How to handle 1000’s of concurrent users on a 360MB VPS

There has been some recent confusion about how much memory you need in a web server to handle a huge number of concurrent requests. I also made a performance claim on the STS list that got me an unusual number of private emails.

Here’s how you run a highly concurrent website on a shoe-string budget:

The first thing you’ll do is get a Linode server because they have the fastest CPU and disk.

Install Apache with your web application running under mod_php, mod_perl or some other persistence engine for your language. Then you get famous and start getting emails about people not being able to access your website.

You increase the number of Apache threads or processes (depending on which Apache MPM you’re using) until you can’t anymore because you only have 360MB of memory in your server.

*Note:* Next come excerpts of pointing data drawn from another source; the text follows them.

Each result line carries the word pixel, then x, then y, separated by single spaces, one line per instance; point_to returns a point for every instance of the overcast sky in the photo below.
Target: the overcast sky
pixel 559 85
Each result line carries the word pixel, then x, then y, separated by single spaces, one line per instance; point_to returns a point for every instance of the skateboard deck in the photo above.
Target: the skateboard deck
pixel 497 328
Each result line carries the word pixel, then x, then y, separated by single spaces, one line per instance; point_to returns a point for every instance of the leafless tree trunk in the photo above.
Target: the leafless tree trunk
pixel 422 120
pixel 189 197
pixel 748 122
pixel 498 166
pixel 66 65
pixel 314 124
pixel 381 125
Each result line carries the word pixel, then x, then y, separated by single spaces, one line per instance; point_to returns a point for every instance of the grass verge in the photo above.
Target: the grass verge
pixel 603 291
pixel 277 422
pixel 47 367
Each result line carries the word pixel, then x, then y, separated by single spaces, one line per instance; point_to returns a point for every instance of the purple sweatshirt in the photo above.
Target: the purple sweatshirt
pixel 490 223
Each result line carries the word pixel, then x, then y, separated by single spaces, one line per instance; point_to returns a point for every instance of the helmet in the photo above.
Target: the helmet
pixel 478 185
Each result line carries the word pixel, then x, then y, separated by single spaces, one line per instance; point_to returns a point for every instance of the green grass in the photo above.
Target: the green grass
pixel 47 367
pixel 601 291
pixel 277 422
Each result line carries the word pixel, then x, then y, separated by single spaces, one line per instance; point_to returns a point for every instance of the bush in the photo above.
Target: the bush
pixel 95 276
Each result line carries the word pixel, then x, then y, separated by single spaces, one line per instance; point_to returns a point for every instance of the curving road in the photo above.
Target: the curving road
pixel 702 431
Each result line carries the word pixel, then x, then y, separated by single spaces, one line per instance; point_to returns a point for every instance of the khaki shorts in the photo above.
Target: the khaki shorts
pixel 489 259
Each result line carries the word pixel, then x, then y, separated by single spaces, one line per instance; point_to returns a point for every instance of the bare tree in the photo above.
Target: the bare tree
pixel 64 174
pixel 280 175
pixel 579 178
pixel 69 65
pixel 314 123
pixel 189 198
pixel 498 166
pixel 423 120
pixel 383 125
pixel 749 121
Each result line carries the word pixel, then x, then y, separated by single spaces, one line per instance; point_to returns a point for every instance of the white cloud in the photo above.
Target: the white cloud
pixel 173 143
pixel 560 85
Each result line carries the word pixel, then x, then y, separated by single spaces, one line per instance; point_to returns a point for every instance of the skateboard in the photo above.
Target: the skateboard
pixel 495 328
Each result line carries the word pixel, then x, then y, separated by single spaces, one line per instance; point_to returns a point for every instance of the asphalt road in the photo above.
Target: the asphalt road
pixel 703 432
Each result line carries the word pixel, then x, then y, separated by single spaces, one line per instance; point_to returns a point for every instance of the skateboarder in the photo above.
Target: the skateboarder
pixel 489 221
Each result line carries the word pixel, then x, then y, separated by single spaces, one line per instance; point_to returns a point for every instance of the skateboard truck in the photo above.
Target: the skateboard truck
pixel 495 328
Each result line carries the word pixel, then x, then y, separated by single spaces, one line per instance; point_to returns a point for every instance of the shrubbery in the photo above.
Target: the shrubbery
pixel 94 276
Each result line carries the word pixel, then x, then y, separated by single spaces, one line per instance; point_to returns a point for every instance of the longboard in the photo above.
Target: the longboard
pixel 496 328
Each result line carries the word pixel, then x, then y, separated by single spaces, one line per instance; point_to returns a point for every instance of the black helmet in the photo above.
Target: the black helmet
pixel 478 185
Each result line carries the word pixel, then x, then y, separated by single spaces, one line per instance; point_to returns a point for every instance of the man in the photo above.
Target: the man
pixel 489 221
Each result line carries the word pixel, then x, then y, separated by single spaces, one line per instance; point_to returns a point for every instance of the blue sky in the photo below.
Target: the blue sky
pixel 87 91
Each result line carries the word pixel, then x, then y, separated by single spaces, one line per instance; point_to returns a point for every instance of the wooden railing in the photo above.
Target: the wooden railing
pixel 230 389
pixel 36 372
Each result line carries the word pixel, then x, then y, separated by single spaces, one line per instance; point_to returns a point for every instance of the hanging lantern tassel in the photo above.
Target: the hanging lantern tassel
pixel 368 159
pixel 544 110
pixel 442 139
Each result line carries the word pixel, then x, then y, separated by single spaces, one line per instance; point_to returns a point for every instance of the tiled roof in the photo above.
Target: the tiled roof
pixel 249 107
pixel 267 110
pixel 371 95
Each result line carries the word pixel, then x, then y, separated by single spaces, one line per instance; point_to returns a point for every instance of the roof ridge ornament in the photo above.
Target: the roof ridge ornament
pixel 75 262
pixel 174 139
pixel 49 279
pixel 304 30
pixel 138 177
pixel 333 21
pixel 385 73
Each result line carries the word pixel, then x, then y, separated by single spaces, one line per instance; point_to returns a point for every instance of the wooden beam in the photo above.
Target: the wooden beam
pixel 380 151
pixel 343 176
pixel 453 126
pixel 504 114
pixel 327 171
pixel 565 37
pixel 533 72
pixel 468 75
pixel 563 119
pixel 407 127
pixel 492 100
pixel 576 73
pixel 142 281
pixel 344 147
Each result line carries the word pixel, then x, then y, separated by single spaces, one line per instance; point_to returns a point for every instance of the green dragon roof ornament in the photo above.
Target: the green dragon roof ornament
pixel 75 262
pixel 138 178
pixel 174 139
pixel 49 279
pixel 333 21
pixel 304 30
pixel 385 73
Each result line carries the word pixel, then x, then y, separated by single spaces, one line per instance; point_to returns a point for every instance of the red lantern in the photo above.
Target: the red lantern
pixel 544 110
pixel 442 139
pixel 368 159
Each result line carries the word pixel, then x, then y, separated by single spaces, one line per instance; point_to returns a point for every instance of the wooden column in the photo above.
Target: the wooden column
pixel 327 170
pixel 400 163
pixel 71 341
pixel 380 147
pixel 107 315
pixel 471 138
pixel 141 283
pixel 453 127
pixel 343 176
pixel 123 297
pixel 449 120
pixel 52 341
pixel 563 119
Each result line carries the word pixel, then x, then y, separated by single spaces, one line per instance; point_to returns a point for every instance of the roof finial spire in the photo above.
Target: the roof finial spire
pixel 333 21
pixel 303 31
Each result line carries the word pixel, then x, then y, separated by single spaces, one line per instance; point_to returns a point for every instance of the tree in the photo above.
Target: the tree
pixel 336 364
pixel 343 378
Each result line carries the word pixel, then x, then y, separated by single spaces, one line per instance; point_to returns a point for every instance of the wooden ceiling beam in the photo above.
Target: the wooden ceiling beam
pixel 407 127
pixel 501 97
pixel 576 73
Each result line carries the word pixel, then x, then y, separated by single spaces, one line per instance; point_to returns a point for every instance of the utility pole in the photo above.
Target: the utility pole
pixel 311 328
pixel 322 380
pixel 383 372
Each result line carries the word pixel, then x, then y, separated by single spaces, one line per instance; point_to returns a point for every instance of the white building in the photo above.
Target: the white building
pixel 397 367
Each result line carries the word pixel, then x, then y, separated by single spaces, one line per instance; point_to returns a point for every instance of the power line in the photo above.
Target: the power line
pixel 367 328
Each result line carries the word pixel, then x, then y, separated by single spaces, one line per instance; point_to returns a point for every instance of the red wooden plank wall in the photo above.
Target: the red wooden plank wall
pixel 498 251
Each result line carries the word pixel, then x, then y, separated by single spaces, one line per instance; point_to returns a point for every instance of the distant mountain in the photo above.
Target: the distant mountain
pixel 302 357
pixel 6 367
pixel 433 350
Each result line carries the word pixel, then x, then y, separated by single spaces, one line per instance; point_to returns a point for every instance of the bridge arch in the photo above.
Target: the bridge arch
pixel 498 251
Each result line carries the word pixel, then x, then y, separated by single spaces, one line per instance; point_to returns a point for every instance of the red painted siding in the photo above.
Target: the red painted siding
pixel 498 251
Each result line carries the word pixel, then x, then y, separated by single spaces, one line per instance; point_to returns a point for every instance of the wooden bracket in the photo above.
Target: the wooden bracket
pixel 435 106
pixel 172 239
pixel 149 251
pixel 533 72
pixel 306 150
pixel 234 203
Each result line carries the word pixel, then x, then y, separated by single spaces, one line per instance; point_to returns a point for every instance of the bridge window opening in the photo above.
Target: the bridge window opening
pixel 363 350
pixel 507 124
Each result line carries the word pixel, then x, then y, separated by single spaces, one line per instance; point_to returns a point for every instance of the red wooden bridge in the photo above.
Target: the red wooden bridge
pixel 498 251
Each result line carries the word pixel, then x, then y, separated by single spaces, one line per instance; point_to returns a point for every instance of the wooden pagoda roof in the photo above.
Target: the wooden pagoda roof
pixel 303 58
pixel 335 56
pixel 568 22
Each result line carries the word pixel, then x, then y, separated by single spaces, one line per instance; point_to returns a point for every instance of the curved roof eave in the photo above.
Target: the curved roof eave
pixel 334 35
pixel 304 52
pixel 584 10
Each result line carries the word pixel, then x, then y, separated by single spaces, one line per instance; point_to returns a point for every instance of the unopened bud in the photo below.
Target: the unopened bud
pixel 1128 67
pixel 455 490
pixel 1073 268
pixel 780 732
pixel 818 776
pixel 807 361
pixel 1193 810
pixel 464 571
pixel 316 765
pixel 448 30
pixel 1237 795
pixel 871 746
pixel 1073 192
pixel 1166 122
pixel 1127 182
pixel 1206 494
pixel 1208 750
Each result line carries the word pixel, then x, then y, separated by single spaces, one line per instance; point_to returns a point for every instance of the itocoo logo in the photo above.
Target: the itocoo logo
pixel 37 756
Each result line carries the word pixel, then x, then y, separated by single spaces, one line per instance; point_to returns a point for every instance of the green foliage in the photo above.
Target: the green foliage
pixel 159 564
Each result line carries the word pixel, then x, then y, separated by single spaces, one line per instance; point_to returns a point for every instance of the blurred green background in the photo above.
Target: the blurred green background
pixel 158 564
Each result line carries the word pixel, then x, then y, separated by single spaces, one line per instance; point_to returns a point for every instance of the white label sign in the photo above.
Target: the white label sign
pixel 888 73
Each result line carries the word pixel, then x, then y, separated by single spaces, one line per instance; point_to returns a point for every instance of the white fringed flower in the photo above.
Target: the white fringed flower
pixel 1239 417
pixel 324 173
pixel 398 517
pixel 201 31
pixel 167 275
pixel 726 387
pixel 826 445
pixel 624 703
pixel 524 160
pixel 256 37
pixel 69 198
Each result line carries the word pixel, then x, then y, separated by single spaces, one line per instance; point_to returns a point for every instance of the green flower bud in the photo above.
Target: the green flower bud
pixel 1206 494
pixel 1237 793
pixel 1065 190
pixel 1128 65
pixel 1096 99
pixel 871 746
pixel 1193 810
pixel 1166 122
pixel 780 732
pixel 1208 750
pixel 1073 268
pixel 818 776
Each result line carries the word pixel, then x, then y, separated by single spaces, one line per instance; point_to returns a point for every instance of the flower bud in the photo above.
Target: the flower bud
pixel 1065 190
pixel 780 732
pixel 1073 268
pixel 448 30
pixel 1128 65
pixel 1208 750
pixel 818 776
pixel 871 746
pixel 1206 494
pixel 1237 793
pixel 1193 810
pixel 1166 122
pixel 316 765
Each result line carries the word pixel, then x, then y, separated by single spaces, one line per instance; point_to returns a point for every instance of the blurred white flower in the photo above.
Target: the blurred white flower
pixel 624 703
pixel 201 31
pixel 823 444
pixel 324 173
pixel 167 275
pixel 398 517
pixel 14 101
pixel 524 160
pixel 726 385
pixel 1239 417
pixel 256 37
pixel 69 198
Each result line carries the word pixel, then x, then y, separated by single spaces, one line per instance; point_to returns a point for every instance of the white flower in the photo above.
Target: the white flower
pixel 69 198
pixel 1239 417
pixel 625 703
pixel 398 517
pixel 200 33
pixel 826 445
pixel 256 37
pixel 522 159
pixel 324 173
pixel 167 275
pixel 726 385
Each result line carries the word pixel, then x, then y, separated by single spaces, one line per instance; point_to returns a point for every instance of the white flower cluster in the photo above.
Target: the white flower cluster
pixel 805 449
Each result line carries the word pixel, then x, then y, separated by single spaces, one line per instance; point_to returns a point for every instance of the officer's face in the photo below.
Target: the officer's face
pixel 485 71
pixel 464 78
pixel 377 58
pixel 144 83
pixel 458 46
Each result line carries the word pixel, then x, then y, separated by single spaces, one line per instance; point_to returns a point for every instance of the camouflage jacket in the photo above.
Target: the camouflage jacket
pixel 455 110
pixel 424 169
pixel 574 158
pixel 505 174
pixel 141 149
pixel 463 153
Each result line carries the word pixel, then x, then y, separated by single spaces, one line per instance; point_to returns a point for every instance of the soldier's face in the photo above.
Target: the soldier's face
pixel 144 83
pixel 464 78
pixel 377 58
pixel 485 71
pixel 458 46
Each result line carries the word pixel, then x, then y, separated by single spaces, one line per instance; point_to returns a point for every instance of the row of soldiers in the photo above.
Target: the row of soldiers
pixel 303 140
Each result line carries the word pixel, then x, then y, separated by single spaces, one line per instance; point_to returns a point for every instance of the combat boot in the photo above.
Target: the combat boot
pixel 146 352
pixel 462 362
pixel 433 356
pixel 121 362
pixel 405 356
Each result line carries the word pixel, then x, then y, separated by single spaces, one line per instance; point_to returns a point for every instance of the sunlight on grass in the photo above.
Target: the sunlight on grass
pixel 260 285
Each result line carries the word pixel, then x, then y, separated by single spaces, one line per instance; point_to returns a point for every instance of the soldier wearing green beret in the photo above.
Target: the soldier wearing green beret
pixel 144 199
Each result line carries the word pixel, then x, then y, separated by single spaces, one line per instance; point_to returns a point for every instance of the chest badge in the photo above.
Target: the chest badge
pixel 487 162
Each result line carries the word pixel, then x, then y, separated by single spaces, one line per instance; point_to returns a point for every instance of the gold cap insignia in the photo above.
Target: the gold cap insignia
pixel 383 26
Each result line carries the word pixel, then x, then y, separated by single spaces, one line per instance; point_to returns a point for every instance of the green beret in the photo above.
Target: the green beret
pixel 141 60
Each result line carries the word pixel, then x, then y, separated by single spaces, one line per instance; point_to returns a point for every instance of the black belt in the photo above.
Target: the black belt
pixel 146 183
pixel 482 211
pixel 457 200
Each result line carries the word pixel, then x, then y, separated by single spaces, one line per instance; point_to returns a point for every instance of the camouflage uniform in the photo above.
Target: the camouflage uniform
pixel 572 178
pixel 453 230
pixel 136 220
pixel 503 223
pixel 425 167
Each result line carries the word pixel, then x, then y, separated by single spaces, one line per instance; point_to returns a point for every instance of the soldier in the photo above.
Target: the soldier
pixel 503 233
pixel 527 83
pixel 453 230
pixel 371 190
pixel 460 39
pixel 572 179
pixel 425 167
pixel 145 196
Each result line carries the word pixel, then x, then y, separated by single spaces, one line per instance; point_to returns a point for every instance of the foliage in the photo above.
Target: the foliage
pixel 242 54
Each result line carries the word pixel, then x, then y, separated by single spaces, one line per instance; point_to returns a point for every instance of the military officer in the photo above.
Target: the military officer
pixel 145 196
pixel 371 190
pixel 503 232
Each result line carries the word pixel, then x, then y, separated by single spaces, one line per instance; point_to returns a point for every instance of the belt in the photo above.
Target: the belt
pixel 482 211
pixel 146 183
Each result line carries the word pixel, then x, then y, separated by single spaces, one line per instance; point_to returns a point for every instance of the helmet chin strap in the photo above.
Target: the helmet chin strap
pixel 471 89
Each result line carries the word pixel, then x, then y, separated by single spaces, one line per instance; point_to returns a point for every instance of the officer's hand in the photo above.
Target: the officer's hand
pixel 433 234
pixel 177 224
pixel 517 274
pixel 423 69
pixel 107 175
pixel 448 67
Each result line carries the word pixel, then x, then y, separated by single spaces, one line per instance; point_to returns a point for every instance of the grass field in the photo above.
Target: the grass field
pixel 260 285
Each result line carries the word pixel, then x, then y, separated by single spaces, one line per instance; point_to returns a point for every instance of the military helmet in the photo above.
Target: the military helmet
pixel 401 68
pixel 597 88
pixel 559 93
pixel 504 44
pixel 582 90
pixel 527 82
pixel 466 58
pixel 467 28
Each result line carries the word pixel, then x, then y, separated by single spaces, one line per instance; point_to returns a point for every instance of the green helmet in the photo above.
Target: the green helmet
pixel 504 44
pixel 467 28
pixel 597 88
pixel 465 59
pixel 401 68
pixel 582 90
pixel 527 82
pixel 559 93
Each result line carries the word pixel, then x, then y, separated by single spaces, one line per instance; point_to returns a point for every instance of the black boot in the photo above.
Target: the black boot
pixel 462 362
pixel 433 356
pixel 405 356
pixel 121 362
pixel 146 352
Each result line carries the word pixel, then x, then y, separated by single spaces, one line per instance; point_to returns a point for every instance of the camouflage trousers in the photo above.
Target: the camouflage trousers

Then you’ll lower the KeepaliveTimeout and eventually disable Keepalive so that more users can access your website without tying up your Apache processes. Your users will slow down a little because they now have to re-establish a new connection for every piece of your website they want to fetch, but you’ll be able to serve more of them.

But as you scale up you will get a few more emails about your server being down. Even though¬† you’ve disabled keepalive it still takes time for each Apache child to send data to users, especially if they’re on slow connections or connections with high latency. Here’s what you do next:

Install Nginx on your new Linode box and get it to listen on Port 80. Then reconfigure Apache so that it listens on another port – say port 81 – and can only be accessed from the local machine. Configure Nginx as a reverse proxy to Apache listening on port 81 so that it sits in front of Apache like so:

YourVisitor <—–> Nginx:Port80 <—–> Apache:Port81

Enable Keepalive on Nginx and set the Keepalive timeout as high as you’d like. Disable Keepalive on Apache – this is just-in-case because Nginx’s proxy engine doesn’t support Keepalive to the back-end servers anyway.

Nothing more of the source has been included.